The pasta is a combination of some of my favorite staple foods; sweet potato, broccoli, raisins, and chicken, accompanied by a light cream sauce.
The raisins and sweet potatoes add a lovely, sweet undertone–and a creaminess–which is balanced out by the salty-savory chicken and broccoli. This one is definitelya new favorite.
As for my fool, I made use of some very end-of-season peaches and a couple cartons of blackberries.
After a long, busy weekend, it was such a relief to come home to a delicious, wholesome meal that I didn’t have to buy, or slave away at.
However, just to point out that I do actually make more than pasta and fool (I evencooked kangaroo last weekend, believe it or not), I’m going to briefly mention some other recent cooking adventures.

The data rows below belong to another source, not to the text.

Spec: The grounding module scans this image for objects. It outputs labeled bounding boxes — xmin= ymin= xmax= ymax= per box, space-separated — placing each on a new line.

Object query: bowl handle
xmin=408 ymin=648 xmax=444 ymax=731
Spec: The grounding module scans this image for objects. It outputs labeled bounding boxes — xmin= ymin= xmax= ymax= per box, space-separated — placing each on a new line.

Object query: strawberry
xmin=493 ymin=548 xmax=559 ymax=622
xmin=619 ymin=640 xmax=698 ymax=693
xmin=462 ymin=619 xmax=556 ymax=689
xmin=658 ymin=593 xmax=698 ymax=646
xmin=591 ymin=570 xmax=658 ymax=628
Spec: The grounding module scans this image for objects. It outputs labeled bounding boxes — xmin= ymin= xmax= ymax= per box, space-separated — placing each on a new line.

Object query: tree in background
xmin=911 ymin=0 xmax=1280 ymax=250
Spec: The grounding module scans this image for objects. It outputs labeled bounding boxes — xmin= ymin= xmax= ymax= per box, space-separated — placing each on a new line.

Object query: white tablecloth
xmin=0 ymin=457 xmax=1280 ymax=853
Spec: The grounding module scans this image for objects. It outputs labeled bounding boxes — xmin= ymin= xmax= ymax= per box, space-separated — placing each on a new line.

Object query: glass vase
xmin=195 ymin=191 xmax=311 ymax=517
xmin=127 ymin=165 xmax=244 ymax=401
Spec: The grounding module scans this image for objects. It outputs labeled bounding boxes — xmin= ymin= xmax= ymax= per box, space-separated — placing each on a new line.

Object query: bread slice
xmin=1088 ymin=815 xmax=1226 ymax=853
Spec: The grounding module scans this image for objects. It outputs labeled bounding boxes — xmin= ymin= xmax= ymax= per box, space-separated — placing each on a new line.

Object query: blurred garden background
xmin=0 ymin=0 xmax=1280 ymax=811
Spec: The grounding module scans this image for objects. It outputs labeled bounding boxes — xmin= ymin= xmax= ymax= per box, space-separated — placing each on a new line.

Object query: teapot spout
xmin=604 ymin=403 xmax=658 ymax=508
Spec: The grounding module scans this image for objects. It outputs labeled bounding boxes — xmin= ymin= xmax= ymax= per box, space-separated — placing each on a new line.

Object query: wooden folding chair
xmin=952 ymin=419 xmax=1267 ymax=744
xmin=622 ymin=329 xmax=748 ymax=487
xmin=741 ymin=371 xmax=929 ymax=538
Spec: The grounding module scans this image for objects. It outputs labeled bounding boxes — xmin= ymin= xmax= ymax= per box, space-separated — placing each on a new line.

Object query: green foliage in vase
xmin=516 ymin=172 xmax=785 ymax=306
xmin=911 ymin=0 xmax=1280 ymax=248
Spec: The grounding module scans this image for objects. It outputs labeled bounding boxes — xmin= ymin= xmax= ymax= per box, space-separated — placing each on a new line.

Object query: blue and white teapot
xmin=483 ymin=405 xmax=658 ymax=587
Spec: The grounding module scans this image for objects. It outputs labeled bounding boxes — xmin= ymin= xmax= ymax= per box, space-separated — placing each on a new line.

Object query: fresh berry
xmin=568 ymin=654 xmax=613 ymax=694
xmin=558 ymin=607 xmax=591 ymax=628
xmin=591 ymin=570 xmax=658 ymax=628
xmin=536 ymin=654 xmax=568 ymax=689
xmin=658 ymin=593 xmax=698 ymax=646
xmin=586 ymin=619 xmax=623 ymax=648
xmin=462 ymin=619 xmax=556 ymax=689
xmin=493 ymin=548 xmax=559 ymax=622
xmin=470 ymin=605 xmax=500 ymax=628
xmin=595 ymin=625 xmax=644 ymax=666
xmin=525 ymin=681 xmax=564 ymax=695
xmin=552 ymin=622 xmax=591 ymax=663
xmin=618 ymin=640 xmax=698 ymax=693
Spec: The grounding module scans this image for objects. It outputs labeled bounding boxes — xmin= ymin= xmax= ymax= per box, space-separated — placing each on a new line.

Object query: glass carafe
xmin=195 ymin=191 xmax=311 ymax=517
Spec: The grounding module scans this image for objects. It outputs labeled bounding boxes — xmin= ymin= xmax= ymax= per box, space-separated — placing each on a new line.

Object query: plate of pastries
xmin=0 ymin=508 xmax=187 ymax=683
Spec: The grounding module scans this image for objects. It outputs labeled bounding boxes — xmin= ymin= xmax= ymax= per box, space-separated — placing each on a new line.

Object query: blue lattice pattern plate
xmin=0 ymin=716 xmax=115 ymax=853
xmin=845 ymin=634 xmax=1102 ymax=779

In honor of Kyle’s Southern (Floridian) roots, I made a Sunday dinner of chili, corn bread (yeast-free and hence a whole lot easier than most of the breads I’ve been making), and fried green tomatoes (fresh from my mother’s garden):
I added in a medley of colorful potatoes (also from my mother’s garden) which were so fresh, they tasted divine just simply roasted with a bit of thyme and rosemary:
Since NYC was one of those blow-the-budget weekends, I see lots of eating in in my future—and I’m completely looking forward to it. Dining out is a wonderful treat, but nothing beats home cooking. Fall is settling in more and more every day, and those cozy indoor evenings are becoming increasingly appealing.